Grain is preserved appropriately, resolving cleanly even in brighter environments.
Depth: The restoration also meaningfully improves the legibility of the film’s low-light interiors. What once appeared muddied or indistinct on DVD now reveals deliberate gradations of shadow, deepened contrast, and atmospheric depth.
Black Levels:. Rachini’s darker compositions (critical to the film’s slow-building unease) benefit from this clarity, allowing the interplay of light and texture to register with far greater precision. Moments where Stefano walks through the dark corridors show an amazing level of black levels, upping the film’s creep factor.
Color: Although the HDR pass is subtle, this restraint ultimately aligns with Avati’s naturalistic aesthetic, which favors damp, earth-toned realism over the genre’s better-known chromatic stylization. When the end becomes blood-soaked, it’s quite vivid; viewers won’t be disappointed.
Flesh Tones: I noticed some slightly flushed flesh tones occasionally and selectively desaturated sequences, most notably in the opening credits and certain attic scenes. However, these choices do remain consistent with the film’s subdued visual grammar. There were a small handful of moments where the flushed flesh tones really stood out, but besides that, they were consistently natural throughout.
Noise and Artifacts: Clean

Audio ★★★☆☆
Audio Format(s): Italian: LPCM Mono
Subtitles: English
Dynamics: Arrow retains the original Italian mono track, presented in uncompressed LPCM. While inherently limited by its single-channel format, the track is clean, stable, and surprisingly dynamic. Ambient rural soundscapes are rendered with clarity, and Amedeo Tommasi’s organ-driven score (arguably one of the film’s most defining elements) comes through with impressive body and presence. Effects remain sparse by design, but the mix preserves the film’s acoustic atmosphere with fidelity.
Height: N/A
Low Frequency Extension: You won’t hear any subwoofer action, but that’s to be expected.
Surround Sound Presentation: N/A
Dialogue: Dialogue is consistently intelligible.

Extras ★★★★☆
Brand new audio commentary by critics Alexandra Heller-Nicholas and Josh Nelson
Brand new audio commentary by critics Eugenio Ercolani and Troy Howarth
Painted Screams, a brand new feature-length documentary on the film directed by Federico Caddeo, featuring interviews with co-writer/director Pupi Avati, co-writer Antonio Avati, assistant director Cesare Bastelli, actors Lino Capolicchio, Fancesca Marciano, Giulio Pizzirani, and Pietro Brambilla, production designer Luciana Morosetti, assistant camera operation Toni Scaramuzza, sound mixer Enrico Blasi, and Emanuele Taglietti (son of assistant production designer Otello Taglietti)

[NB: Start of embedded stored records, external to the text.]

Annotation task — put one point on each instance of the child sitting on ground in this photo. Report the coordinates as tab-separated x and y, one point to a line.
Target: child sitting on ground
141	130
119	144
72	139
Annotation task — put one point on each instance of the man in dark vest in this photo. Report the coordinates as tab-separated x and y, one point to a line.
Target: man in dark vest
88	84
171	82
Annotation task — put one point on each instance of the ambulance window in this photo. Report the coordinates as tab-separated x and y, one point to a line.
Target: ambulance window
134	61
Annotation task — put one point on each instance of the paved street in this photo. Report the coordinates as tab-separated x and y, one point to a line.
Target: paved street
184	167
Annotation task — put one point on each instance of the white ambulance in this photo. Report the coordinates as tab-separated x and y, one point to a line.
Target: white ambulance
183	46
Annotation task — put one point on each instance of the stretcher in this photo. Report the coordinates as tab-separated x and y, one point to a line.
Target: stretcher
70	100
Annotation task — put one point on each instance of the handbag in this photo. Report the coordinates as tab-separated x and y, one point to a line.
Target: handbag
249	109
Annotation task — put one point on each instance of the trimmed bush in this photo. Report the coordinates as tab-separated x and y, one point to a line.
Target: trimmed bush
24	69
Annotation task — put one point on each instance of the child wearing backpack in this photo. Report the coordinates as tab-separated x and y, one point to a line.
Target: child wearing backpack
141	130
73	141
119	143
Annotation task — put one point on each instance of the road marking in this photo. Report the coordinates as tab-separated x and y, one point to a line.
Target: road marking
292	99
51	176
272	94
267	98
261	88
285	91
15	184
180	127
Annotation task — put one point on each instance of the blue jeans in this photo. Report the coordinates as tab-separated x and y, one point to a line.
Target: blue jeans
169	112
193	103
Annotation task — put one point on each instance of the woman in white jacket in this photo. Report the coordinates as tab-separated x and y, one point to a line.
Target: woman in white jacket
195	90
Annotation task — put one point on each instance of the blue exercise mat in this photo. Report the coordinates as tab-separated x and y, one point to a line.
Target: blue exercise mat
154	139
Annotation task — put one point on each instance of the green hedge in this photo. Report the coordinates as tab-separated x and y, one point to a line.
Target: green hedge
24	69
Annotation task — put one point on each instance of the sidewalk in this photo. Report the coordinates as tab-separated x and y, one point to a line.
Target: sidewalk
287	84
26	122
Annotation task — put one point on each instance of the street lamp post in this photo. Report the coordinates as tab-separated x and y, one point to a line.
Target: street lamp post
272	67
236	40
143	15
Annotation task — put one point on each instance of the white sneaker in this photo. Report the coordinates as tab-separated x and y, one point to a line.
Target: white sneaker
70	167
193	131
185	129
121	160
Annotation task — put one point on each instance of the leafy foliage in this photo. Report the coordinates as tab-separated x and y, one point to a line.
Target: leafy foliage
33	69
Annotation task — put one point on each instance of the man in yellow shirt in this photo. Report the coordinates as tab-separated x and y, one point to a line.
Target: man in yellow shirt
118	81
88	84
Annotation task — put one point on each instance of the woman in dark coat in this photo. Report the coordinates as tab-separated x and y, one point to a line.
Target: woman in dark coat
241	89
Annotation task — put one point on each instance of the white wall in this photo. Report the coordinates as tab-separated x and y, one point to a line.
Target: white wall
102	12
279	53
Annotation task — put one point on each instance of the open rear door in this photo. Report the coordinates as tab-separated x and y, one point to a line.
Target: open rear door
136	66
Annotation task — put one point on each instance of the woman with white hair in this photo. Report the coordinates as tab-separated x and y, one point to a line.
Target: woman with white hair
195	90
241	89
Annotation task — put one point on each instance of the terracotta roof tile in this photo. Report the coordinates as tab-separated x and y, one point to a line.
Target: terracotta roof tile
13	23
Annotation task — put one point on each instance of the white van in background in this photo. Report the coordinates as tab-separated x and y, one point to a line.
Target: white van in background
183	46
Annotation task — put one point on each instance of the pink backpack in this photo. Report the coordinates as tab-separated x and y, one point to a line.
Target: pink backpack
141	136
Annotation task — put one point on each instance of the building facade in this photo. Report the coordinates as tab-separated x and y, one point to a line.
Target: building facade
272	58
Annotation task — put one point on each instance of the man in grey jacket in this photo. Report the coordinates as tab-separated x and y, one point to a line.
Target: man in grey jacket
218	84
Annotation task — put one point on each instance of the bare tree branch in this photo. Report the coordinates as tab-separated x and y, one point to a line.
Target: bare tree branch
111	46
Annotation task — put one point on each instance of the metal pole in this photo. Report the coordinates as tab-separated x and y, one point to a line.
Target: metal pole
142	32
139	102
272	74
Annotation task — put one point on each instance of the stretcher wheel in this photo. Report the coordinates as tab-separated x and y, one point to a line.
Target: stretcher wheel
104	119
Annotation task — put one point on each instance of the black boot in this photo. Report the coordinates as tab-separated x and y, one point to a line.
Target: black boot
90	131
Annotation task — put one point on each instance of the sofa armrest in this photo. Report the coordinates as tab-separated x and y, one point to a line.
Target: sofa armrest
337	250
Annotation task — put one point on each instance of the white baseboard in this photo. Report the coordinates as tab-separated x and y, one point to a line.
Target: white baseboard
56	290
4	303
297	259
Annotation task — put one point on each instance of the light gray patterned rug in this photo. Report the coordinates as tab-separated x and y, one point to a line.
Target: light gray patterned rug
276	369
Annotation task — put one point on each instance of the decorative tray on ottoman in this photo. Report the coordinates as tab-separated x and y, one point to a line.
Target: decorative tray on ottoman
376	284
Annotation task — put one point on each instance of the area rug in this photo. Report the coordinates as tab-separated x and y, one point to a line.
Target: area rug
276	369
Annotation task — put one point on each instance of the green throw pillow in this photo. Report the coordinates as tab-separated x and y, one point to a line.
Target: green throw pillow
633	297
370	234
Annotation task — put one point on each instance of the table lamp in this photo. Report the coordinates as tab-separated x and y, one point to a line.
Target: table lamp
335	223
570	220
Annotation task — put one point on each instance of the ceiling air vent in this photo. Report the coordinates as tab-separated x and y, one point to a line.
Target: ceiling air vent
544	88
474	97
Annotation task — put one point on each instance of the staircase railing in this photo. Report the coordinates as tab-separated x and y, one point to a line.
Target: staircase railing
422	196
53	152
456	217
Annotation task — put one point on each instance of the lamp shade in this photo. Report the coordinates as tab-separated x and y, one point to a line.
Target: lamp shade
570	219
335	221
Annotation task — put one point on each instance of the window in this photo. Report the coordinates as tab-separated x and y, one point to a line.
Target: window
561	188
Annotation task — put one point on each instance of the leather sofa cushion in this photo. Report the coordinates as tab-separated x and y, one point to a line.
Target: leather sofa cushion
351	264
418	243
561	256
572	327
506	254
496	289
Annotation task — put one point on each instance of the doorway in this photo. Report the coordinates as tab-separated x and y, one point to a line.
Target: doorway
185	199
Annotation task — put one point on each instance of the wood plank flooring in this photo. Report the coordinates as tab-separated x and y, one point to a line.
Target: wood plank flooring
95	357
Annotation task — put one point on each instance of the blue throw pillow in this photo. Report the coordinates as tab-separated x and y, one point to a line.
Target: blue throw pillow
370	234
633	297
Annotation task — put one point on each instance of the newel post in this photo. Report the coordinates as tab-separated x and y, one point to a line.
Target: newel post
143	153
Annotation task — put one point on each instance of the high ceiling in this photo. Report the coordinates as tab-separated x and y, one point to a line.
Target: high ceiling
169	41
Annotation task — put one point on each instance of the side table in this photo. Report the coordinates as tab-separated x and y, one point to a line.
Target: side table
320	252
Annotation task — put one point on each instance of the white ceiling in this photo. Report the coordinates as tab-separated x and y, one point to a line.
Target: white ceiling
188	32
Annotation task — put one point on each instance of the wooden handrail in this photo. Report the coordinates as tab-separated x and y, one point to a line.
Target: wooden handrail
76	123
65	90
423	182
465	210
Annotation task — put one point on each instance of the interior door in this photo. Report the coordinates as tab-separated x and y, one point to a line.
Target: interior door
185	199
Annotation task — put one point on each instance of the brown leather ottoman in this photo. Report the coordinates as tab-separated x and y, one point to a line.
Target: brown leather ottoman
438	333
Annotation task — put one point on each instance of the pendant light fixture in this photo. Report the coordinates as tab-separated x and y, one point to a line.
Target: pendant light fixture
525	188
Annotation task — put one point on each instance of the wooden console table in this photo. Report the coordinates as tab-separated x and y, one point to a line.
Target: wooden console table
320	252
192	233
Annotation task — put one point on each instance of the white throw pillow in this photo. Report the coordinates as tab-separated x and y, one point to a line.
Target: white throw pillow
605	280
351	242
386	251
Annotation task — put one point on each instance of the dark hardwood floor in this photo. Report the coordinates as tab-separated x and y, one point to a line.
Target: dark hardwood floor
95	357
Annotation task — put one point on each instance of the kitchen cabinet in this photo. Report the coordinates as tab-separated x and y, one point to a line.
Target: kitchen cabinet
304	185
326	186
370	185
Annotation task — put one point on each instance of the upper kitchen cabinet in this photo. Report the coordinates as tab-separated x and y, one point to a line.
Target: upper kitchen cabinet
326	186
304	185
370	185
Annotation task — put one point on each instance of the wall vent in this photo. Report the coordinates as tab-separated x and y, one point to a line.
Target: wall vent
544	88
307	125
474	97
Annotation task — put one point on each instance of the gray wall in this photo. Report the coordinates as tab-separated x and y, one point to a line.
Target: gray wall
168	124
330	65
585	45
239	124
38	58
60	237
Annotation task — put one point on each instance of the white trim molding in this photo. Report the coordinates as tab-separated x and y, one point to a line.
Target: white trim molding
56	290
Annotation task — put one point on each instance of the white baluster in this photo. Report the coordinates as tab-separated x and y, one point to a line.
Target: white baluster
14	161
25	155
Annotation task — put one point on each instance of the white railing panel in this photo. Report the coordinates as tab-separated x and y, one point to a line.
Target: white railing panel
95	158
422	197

La Casa e Sola, a brand new visual essay by critic Chris Alexander
The Art of Suffering, a brand new visual essay by critic Kat Ellinger
Italian theatrical trailer
Reversible sleeve featuring original and newly commissioned artwork by Peter Strain
Double-sided foldout poster featuring original and newly commissioned artwork by Peter Strain
Illustrated perfect bound collector’s booklet featuring new writing by Matt Rogerson, Willow Maclay, Alexia Kannas, Anton Bitel, and Stefano Baschiera
Summary ★★★☆☆
This is a wonderful package for fans of this film. I’m lukewarm on it, but the booklet and special features are really phenomenal, giving an in-depth look at the making of the film as well as some brilliantly written essays. The transfer is solid, and the audio is about as good as it will ever be. If you haven’t seen it, I’d say watch it first.